When you leave work today,
you walk through snow melt,
your truck parked at the bottom
of the corporate lot. Gray drifts
run in small creeks to the
gutter. At the storm drain,
the water sluices through
concrete to a distant spillway.
This too is cave, piped below
the streets, subterranean,
serene, even rat trod,
it’s a river to the sea.

Al Ortolani’s poetry has appeared in journals such as Rattle, Prairie Schooner, and Tar River Poetry. His newest collection, On the Chicopee Spur, will be released from New York Quarterly Books in April of 2018. Ortolani is the Manuscript Editor for Woodley Press in Topeka, Kansas, and directs a memoir writing project for Vietnam veterans across Kansas in association with the Library of Congress and Humanities Kansas.

Thursday, 5 July 2018

A poem by Richard Biddle


Spotting a wren
is being let in
on a secret.

She shuttles
hedgerow to hedgerow;
becomes twigs.

Richard Biddle teaches Creative Writing at Chichester College. He has poems forthcoming with @threedropspoems and most recently published with Burning House Press @thearsonista. His work has also appeared in the journals Urthona, Brittle Star and Dream Catcher and in several anthologies. In 2013, his poem ‘Transparency’ won The Big Blake Project’s William Blake Poetry Prize. He tweets as @littledeaths68

Monday, 2 July 2018

A poem by Holly Magill

The zombie apocalypse almost reaches the playnies*

They’re here, a pack of half-formed things jostling
where the Gele bumbles under the footbridge.

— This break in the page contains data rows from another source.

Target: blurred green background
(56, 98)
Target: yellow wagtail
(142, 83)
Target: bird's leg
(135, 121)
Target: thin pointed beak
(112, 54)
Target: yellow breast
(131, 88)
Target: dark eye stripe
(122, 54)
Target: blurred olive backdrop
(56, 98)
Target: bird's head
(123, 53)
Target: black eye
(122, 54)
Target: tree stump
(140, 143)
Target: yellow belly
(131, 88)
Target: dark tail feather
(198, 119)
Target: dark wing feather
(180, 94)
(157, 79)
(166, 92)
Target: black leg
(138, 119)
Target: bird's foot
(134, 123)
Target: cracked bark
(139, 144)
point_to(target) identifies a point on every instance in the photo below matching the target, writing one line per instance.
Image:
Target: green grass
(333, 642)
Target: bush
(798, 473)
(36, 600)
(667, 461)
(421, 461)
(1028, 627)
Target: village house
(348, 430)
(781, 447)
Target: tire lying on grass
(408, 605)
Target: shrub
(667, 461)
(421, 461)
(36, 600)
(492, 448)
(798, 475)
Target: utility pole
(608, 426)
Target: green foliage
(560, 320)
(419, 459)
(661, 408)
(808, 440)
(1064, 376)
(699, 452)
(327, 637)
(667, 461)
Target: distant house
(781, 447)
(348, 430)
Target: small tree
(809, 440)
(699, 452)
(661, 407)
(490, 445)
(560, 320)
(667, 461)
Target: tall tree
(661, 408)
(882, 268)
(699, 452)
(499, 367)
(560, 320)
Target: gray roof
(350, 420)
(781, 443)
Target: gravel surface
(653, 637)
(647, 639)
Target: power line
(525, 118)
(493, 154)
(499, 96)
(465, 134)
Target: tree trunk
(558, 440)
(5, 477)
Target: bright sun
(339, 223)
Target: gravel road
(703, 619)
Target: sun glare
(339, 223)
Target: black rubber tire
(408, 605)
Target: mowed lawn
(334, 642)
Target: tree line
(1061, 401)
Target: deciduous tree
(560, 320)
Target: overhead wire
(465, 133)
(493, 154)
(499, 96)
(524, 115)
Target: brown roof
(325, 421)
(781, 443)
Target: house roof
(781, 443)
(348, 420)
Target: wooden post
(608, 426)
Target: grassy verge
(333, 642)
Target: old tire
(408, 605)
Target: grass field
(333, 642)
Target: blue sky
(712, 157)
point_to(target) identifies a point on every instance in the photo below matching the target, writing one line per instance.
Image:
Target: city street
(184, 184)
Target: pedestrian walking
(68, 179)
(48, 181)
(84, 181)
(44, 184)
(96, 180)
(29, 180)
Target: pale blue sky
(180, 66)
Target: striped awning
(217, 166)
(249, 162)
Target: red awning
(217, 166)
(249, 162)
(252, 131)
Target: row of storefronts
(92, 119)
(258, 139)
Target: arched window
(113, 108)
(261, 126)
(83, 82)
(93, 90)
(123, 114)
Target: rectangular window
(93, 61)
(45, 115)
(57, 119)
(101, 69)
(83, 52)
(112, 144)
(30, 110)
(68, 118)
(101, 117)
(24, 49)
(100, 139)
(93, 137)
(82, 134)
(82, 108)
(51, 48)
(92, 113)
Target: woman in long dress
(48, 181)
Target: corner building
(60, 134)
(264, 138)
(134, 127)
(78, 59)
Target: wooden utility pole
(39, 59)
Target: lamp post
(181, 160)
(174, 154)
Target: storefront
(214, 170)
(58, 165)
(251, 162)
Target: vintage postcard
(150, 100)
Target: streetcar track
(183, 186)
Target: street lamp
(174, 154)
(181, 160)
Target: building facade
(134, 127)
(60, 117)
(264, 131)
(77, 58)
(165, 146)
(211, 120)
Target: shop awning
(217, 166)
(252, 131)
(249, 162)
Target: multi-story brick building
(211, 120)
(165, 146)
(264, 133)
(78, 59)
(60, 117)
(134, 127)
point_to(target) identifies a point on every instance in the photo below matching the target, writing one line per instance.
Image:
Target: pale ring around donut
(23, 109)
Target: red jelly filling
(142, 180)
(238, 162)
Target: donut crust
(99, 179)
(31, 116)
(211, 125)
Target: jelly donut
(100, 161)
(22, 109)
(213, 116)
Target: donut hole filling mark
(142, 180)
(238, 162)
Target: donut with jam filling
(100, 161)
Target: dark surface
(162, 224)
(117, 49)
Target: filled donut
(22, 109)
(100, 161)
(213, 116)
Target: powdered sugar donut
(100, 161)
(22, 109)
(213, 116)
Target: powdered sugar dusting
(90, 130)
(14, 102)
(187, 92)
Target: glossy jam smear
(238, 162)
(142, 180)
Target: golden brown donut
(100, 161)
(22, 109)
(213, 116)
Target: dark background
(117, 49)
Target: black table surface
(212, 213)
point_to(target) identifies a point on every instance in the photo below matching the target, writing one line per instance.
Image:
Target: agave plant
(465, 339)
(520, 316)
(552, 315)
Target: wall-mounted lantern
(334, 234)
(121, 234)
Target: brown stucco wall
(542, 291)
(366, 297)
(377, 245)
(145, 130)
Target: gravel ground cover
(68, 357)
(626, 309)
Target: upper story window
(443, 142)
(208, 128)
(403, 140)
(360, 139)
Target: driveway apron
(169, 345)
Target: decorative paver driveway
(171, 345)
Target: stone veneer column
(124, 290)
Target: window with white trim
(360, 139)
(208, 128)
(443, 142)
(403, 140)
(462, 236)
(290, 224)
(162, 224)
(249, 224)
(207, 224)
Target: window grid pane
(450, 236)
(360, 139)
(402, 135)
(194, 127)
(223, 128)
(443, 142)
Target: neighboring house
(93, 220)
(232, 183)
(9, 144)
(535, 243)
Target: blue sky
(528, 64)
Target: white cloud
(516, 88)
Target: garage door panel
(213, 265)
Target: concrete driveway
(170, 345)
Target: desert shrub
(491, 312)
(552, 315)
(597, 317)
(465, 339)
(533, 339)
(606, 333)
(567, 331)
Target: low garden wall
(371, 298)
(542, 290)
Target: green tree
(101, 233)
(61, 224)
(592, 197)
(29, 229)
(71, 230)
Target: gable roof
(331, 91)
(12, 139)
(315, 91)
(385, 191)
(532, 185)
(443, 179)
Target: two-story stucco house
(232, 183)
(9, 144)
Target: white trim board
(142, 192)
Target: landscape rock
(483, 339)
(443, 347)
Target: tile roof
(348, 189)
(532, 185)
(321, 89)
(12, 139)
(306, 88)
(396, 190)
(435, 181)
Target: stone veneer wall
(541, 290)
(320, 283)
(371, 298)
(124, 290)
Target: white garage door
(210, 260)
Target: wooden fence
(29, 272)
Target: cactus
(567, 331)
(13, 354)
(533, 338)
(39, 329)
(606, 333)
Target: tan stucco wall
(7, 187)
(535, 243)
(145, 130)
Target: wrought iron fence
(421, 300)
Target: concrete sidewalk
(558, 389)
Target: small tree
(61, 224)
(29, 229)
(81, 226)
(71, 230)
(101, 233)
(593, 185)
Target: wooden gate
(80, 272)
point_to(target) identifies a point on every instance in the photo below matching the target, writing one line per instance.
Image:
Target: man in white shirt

Scabby knees and not-quite-hormones-yet,
growth spurt wrists and ankles poke
fists and feet farther out of joggers and tops;
bored little bodies scuffling and hyper.

They zag and weave round dogs and walkers,
uncowed by other species on their patch;
barely two pop-belches from feral,
their gums cling to last bites of milk teeth.

Teachers, parents, would say it’s just a game.
The minds not quite controlling these mutating
creatures know change is possible,
even for The Undead.
One kid bombs the riverbed, screaming:

I’m not a zombie anymore!

*The Playnies - slang for playing fields.

Holly Magill’s poetry has appeared in various magazines, including The Interpreter’s House and Bare Fiction, and anthologies –Stairs and Whispers: D/deaf and Disabled Poets Write Back (Nine Arches Press) and #MeToo: A Women’s Poetry Anthology (Fair Acre Press). She co-edits Atrium – Her first pamphlet is forthcoming in 2018 from Indigo Dreams Publishing.